10 June 2026, 00:38

Gericht verurteilt Google wegen falscher KI-Suchzusammenfassungen zu Schadensersatz

Deutsches Gericht kürzt Googles "AI-Übersichten": Google haftet für falsche AI-Antworten

Gericht verurteilt Google wegen falscher KI-Suchzusammenfassungen zu Schadensersatz

Ein deutsches Gericht hat entschieden, dass Google direkt für falsche Behauptungen in seinen KI-generierten Suchzusammenfassungen verantwortlich ist. Der Richterspruch folgt auf einen Fall, in dem die KI-Übersichten des Unternehmens zwei Münchner Verlage mit Betrug und unethischen Geschäftspraktiken in Verbindung brachten.

Das Landgericht München I erließ eine einstweilige Verfügung, die Google untersagt, diese Vorwürfe zu wiederholen. Zudem verpflichtete es den Technologiekonzern, den Großteil der den Verlagen entstandenen Prozesskosten zu tragen.

Der Streit begann, als Googles KI-Zusammenfassungen die beiden Unternehmen fälschlicherweise mit Abo-Fallen, Betrugsmaschen und unlauteren Geschäftsmethoden in Verbindung brachten. Diese Behauptungen erschienen als Reaktion auf bestimmte Suchanfragen, waren jedoch in keinem der verlinkten Suchergebnisse zu finden. Das Gericht kam zu dem Schluss, dass es sich bei den KI-Übersichten um von Google selbst erstellte Inhalte handelt und nicht lediglich um die Anzeige von Fremdinformationen.

Die Richter wiesen Googles Argument zurück, Nutzer könnten die Richtigkeit der Zusammenfassungen durch Prüfung der verlinkten Quellen überprüfen.
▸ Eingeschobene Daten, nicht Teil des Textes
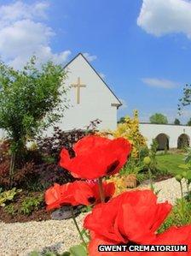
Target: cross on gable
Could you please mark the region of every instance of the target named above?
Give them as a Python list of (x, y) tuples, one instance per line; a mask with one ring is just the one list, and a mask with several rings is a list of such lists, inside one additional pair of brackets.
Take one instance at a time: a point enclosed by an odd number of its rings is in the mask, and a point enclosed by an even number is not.
[(72, 87), (76, 88), (76, 98), (77, 98), (77, 104), (79, 104), (80, 101), (80, 88), (86, 87), (85, 85), (80, 83), (80, 77), (78, 77), (78, 82), (76, 84), (71, 84)]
Sie urteilten, dass die Möglichkeit, eine Behauptung zu widerlegen, die Haftung für deren Verbreitung nicht aufhebt. Zudem lehnte das Gericht Googles Versuch ab, sich auf Haftungsausschlüsse nach dem Digital Services Act zu berufen, da diese Schutzbestimmungen nicht für KI-generierte Inhalte gelten.

Im Gegensatz zu herkömmlichen Suchergebnissen, die lediglich Informationen von externen Websites anzeigen, wurden die KI-Übersichten als eigenständige Ausgabe Googles eingestuft. Das Gericht begründete dies damit, dass es sich bei den Zusammenfassungen nicht um Äußerungen persönlicher Überzeugung, sondern um das Produkt eines Algorithmus handle. Diese Unterscheidung bedeutet, dass Google das übliche Notice-and-Takedown-Verfahren, das Suchmaschinenbetreibern zur Verfügung steht, nicht in Anspruch nehmen kann.

Folgerichtig verurteilte das Gericht Google dazu, 80 Prozent der Prozesskosten zu tragen, während jeder der beiden Verlage die verbleibenden 10 Prozent übernimmt.

Das Urteil stellt klar, dass Google für falsche Aussagen in seinen KI-generierten Zusammenfassungen direkt haftbar ist. Die einstweilige Verfügung hindert das Unternehmen daran, die umstrittenen Behauptungen über die beiden Verlagshäuser zu wiederholen. Zudem präzisiert die Entscheidung, dass KI-Übersichten nicht denselben rechtlichen Schutz genießen wie traditionelle Suchergebnisse.